Grundgedanken der apokalyptischen Theologie
• Die Apokalyptik erwartet die Wende vom Unheil zum Heil nicht mehr als ein Eingreifen Gottes in den Lauf der Weltgeschichte, sondern als sein Kommen zu deren Abbruch. Insofern herrscht hier gegenüber der älteren Prophetie eine geschichtspessimistische Grundstimmung: Die ganze Menschheits- bzw. Weltgeschichte wird als Unheilsgeschichte gesehen, die einem schrecklichen Ende zutreibt.
• An Gottes Herr Sein in Bezug auf seine Vorsätze wird nicht gerüttelt: Gott selbst habe den plötzlichen, katastrophalen Abbruch der von ihm bis dahin geduldeten Weltgeschichte im Voraus festgelegt (Gedanke der Vorsehung Gottes – lateinisch Providentia Dei oder theologischer Determinismus).
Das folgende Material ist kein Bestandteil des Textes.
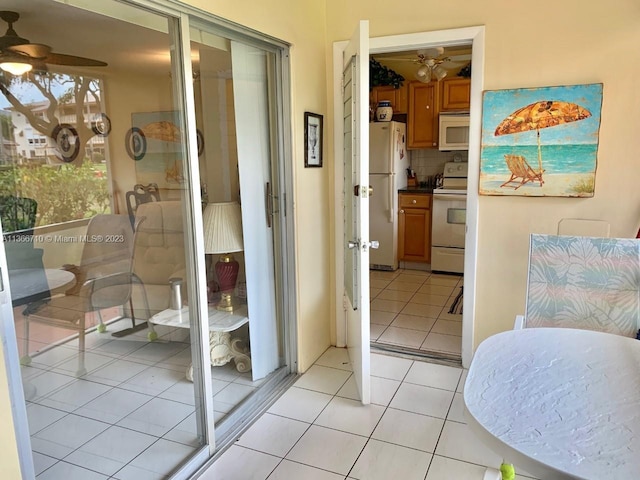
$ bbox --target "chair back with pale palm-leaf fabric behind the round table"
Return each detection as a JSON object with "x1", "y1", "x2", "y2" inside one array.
[{"x1": 515, "y1": 234, "x2": 640, "y2": 337}]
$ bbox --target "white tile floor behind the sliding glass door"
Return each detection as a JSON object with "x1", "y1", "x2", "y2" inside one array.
[{"x1": 22, "y1": 320, "x2": 261, "y2": 480}]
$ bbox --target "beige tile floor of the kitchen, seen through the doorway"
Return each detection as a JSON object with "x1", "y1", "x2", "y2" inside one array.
[{"x1": 369, "y1": 269, "x2": 463, "y2": 359}]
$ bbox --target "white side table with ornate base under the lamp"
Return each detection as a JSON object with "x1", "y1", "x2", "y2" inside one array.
[{"x1": 148, "y1": 305, "x2": 251, "y2": 381}]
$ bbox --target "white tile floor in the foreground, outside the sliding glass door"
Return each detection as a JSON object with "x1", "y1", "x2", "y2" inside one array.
[{"x1": 199, "y1": 347, "x2": 533, "y2": 480}]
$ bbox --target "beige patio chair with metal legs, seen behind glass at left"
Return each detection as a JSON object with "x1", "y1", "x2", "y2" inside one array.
[{"x1": 20, "y1": 214, "x2": 144, "y2": 376}]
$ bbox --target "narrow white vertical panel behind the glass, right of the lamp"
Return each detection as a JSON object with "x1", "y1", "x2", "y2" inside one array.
[{"x1": 231, "y1": 41, "x2": 280, "y2": 380}]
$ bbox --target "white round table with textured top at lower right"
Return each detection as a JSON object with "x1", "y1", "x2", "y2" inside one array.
[{"x1": 464, "y1": 328, "x2": 640, "y2": 480}]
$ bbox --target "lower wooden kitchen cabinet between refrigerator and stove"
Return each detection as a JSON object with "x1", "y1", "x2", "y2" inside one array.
[{"x1": 398, "y1": 193, "x2": 431, "y2": 263}]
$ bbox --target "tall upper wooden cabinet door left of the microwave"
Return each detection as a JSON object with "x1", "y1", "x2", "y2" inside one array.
[{"x1": 407, "y1": 82, "x2": 438, "y2": 148}]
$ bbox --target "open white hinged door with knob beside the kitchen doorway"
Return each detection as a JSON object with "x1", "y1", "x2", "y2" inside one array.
[{"x1": 342, "y1": 20, "x2": 371, "y2": 405}]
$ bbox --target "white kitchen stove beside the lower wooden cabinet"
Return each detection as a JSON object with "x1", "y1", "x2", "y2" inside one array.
[{"x1": 431, "y1": 162, "x2": 469, "y2": 273}]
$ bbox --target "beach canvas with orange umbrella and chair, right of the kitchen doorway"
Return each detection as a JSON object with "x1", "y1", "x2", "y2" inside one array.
[{"x1": 480, "y1": 83, "x2": 602, "y2": 197}]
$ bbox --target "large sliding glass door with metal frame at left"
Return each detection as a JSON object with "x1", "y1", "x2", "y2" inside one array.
[{"x1": 0, "y1": 0, "x2": 290, "y2": 479}]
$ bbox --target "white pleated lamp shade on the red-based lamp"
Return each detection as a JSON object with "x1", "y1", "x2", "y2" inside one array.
[{"x1": 202, "y1": 202, "x2": 243, "y2": 253}]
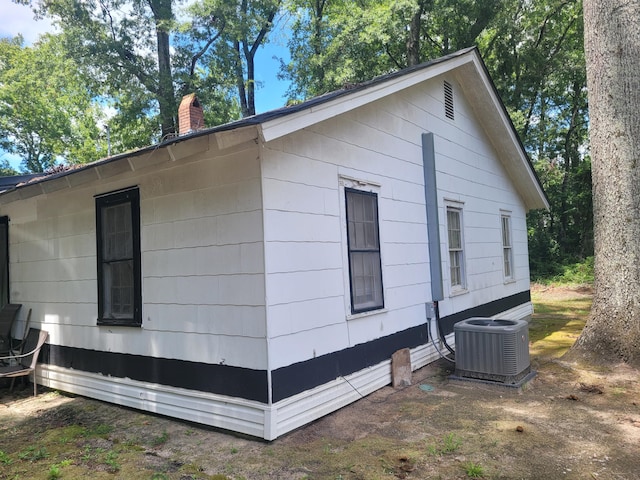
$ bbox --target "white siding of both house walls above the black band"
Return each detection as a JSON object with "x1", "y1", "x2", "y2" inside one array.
[{"x1": 0, "y1": 74, "x2": 528, "y2": 382}]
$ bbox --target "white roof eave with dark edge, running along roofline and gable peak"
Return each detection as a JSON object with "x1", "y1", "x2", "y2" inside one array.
[{"x1": 0, "y1": 47, "x2": 549, "y2": 209}]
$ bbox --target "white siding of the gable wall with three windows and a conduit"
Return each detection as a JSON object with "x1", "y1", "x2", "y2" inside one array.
[{"x1": 263, "y1": 73, "x2": 528, "y2": 369}]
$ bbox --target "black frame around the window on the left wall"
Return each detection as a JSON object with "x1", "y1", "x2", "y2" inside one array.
[{"x1": 95, "y1": 187, "x2": 142, "y2": 327}]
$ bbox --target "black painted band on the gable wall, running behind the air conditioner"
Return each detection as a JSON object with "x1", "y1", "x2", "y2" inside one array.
[{"x1": 271, "y1": 290, "x2": 531, "y2": 403}]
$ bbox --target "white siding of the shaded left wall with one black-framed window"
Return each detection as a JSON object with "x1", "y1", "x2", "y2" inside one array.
[{"x1": 0, "y1": 139, "x2": 267, "y2": 369}]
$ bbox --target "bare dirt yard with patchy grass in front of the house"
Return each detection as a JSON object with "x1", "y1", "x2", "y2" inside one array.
[{"x1": 0, "y1": 287, "x2": 640, "y2": 480}]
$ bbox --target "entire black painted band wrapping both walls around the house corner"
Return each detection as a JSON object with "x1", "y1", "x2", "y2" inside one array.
[{"x1": 42, "y1": 290, "x2": 531, "y2": 404}]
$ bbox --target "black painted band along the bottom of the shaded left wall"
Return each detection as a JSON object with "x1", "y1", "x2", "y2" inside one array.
[{"x1": 42, "y1": 344, "x2": 268, "y2": 403}]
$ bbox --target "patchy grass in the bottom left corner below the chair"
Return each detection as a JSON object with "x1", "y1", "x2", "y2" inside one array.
[{"x1": 0, "y1": 402, "x2": 208, "y2": 480}]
• Das endgültige, von Gott allein gesetzte Ende wird oft als Endkampf Gottes gegen den Satan und seinen dämonischen und menschlichen Anhang (vgl. Höllensturz) verstanden, der zur von Gott vorbestimmten Zeit beginnt (Mt 24 EU).
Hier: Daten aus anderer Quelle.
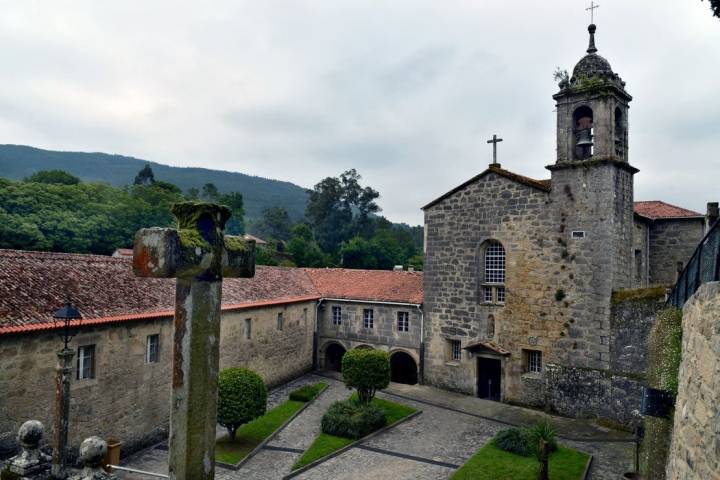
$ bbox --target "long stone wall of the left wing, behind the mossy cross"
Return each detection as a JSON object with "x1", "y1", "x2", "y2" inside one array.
[{"x1": 0, "y1": 301, "x2": 315, "y2": 456}]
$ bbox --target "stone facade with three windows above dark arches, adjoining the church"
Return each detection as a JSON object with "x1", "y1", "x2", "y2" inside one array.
[{"x1": 318, "y1": 300, "x2": 423, "y2": 374}]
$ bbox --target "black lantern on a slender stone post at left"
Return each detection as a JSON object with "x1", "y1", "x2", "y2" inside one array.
[{"x1": 51, "y1": 301, "x2": 82, "y2": 479}]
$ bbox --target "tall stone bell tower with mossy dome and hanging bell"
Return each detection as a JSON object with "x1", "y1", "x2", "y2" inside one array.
[{"x1": 547, "y1": 25, "x2": 638, "y2": 368}]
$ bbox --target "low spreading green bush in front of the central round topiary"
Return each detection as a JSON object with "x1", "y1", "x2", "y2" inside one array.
[{"x1": 322, "y1": 400, "x2": 385, "y2": 438}]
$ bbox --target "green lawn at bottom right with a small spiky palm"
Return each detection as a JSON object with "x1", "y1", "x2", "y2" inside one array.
[{"x1": 450, "y1": 440, "x2": 590, "y2": 480}]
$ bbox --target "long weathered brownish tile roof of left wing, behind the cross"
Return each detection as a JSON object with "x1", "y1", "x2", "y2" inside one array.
[{"x1": 0, "y1": 250, "x2": 319, "y2": 333}]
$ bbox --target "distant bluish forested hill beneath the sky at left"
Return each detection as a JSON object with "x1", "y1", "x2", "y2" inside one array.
[{"x1": 0, "y1": 145, "x2": 307, "y2": 220}]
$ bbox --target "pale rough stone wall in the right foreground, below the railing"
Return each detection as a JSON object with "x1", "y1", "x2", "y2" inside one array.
[{"x1": 667, "y1": 282, "x2": 720, "y2": 480}]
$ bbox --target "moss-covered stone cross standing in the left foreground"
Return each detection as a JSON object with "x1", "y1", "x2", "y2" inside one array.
[{"x1": 133, "y1": 202, "x2": 255, "y2": 480}]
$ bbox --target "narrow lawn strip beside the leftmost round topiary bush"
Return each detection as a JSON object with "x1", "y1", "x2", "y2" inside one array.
[{"x1": 215, "y1": 382, "x2": 327, "y2": 465}]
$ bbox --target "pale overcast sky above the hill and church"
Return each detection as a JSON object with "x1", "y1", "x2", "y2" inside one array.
[{"x1": 0, "y1": 0, "x2": 720, "y2": 224}]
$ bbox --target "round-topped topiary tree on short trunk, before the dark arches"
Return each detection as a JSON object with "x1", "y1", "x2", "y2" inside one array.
[{"x1": 342, "y1": 348, "x2": 390, "y2": 404}]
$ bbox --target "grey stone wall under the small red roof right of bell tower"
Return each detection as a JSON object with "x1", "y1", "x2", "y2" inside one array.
[{"x1": 650, "y1": 218, "x2": 705, "y2": 285}]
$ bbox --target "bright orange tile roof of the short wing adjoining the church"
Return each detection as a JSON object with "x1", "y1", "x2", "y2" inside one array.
[{"x1": 305, "y1": 268, "x2": 423, "y2": 305}]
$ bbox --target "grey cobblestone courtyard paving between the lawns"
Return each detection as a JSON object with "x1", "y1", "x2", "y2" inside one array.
[{"x1": 122, "y1": 375, "x2": 633, "y2": 480}]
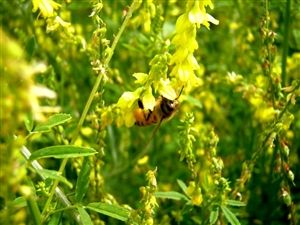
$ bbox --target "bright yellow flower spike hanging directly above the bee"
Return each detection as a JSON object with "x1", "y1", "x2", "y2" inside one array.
[{"x1": 170, "y1": 0, "x2": 219, "y2": 86}]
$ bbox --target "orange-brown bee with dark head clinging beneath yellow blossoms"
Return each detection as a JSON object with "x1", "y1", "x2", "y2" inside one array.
[{"x1": 134, "y1": 89, "x2": 182, "y2": 126}]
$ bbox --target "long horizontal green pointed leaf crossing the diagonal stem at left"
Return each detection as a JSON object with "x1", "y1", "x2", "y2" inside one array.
[{"x1": 29, "y1": 145, "x2": 97, "y2": 160}]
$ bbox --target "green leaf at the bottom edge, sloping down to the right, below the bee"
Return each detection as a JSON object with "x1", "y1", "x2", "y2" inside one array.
[{"x1": 86, "y1": 202, "x2": 130, "y2": 221}]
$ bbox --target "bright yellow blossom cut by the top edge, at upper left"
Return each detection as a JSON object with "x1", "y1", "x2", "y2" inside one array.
[{"x1": 32, "y1": 0, "x2": 60, "y2": 18}]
• Dieser Endkampf zwischen „Gut“ und „Böse“, Licht und Finsternis kann die Gestalt eines apokalyptischen Dualismus annehmen. Im Zoroastrismus und später im Gnostizismus wird dieser Kampf schon in die Schöpfungsgeschichten vorverlagert, so dass im Grunde zwei Gottheiten miteinander kämpfen (vgl. Offb 12,7 EU). Bereits in 1 Mos 3,15 EU wird vorhergesagt, dass der Schlange (Symbol für Satan und seine Nachfolger) der Kopf zermalmt werden würde. Das „böse Prinzip“ und der Schöpfergott treten in Konflikt miteinander. Erlösung und Rettung sind erkennbar durch die Auferstehung der Toten (Offb 11,18 EU; 20,5f.11 EU) und ein Überleben des Strafgerichtes Gottes durch jene, die das Loskaufsopfer Jesu Christi durch Taufe angenommen haben (Offb 7,9.13–17 EU) sowie durch Errichten des Reiches Gottes auch auf Erden (Offb 12,10 EU; Vater Unser).
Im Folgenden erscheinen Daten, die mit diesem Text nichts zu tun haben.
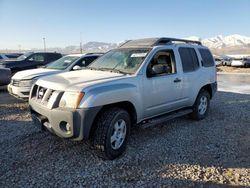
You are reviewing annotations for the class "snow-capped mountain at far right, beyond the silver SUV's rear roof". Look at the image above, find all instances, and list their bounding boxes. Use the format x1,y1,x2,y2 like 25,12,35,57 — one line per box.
187,34,250,49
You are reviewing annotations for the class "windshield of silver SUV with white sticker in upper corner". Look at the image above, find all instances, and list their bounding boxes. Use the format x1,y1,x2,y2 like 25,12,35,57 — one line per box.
88,49,150,74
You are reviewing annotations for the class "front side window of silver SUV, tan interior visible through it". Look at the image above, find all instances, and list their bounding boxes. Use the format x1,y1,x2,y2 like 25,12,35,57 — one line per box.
147,50,176,77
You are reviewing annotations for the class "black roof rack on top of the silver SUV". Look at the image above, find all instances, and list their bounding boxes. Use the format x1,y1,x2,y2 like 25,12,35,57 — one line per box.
120,37,202,48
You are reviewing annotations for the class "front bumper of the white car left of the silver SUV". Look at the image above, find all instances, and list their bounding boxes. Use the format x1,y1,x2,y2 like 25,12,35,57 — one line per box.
8,84,31,100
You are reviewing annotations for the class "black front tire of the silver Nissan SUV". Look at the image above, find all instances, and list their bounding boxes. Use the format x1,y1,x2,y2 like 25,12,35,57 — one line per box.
92,107,131,160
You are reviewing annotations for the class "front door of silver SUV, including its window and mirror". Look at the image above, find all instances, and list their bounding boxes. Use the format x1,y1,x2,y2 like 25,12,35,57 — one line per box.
143,50,183,118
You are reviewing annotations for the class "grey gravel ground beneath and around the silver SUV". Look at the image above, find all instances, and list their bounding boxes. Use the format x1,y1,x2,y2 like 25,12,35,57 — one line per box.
0,86,250,188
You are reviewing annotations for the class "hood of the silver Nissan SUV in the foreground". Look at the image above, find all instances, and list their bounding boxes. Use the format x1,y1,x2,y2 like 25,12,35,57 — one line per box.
36,70,125,91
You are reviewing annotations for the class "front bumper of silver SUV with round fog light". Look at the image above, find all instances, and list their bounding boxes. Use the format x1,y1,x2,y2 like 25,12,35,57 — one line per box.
29,99,101,140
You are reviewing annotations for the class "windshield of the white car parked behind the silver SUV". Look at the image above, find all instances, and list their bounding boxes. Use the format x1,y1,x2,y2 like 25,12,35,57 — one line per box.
46,56,80,70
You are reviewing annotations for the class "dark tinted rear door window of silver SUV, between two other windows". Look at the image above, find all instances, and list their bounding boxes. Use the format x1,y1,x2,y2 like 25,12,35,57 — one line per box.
179,48,199,72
• In der biblischjüdischen Apokalyptik wird an der Einheit der an sich guten Schöpfung festgehalten: Die Welt wird gemäß dem Willen Gottes von Grund auf verwandelt. Das Endgericht steht zu Beginn der Herrschaft Gottes und beendet die Herrschaft widergöttlicher Mächte, die Gott bis dahin geduldet hatte. Die Verwandlung der Welt ist allein Gottes Werk. Nur er kann die endgültige Gerechtigkeit bringen und weltweit durchsetzen. Sein Sieg steht seit undenklichen Zeiten her fest.
• Mit diesen Grundgedanken sind eine Reihe von Motiven und Bildern verbunden: Dazu gehören die Cherubim bei Ezechiel, der Menschenähnliche in Dan 7,14 oder die vier Apokalyptischen Reiter, die sich auf höheren Befehl hin auf den Weg machen.
Diese sind Symbole für den siegreichen Messias, den Krieg, Hungersnöte, Seuchen, denen der Tod unmittelbar folgt. In Offb 21 EU kommt das Neue Jerusalem als Bild der erneuerten Schöpfung und des Friedens zwischen Gott und den Menschen vom Himmel auf die Erde.
Islam
Eschatologische Beschreibungen finden sich bereits in den frühesten Suren des Korans.